A deployment cycle that used to take 3 to 5 days now takes one. Same-day iteration on agent configs with automated pass/fail feedback. 150+ evals covering key enterprise workflows. The constraint on shipping is no longer QA bandwidth. It's how fast you can write the eval.

Organizational leverage

This is the impact I care about most. Evals aren't a QA step anymore. They're the development driver. When you build a new feature, you start by writing the eval. Then you iterate on the config until it passes. The eval is the spec, and the spec runs itself.

This shifted agent behavior tuning from engineers to PMs and product leaders. That's a multiplier. Instead of hiring more engineers to handle more agent configs, we gave non-engineers the tools to ship with confidence. The system scales with the team, not against it.

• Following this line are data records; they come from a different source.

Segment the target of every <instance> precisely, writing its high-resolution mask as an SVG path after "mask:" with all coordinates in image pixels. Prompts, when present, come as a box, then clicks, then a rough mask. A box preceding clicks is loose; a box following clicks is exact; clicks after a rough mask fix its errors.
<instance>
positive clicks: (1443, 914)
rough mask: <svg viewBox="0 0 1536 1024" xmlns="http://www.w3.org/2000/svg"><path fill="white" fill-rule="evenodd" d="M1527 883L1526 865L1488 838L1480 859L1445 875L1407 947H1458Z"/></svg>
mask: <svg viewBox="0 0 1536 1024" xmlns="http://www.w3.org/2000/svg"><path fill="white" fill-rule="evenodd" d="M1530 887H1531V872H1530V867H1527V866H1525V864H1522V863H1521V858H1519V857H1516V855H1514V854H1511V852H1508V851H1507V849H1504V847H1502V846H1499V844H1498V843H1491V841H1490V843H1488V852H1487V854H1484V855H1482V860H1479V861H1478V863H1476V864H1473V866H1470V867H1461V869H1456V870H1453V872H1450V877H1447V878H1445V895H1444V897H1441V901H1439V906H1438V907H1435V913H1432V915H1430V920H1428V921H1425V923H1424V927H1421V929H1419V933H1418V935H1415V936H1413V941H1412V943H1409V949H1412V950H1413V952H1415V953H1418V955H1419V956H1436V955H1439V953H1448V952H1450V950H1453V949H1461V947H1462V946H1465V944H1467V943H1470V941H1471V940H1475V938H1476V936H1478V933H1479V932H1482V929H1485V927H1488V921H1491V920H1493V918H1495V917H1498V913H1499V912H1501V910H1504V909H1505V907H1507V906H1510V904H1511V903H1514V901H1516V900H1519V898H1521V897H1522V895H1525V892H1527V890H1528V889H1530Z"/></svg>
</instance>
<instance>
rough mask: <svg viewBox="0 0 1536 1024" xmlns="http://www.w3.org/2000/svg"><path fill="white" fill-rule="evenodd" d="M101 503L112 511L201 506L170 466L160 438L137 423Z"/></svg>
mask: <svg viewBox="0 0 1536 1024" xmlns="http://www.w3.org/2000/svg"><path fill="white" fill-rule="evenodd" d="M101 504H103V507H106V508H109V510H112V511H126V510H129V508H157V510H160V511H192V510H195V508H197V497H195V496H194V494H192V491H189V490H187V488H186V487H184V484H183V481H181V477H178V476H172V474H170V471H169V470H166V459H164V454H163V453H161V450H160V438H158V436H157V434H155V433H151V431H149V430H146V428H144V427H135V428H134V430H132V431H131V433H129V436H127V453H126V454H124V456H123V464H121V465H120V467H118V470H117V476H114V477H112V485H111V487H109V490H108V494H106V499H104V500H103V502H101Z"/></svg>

It's not foolproof. LLM non-determinism means occasional false signals. An eval might pass today and fail tomorrow on the same config. We haven't fully solved that. But it's changed how the team ships in a way that's hard to walk back from, and nobody wants to.

What's Next

The loop that closes itself

The architecture already supports the next step. A post-call QA layer (a multi-agent system I also designed) processes every call, tags outcomes, rates quality, and flags issues like loops, verbosity, or incorrect escalations. That's the monitoring half. The eval system is the action half.

Connecting them means: take flagged issues from live calls, automatically generate evals from that feedback, and iterate on agent configs until the new evals pass. Every client interaction makes the agent better without a human writing the eval.

We haven't shipped this yet. The engineering is straightforward. The product judgment is not. How much feedback do you need before generating a reliable eval? How much autonomy should the loop have before requiring human review? Get those thresholds wrong and the system optimizes for the wrong thing. These are the decisions I'm working through now, and they're the reason this is a product leadership problem, not an engineering one.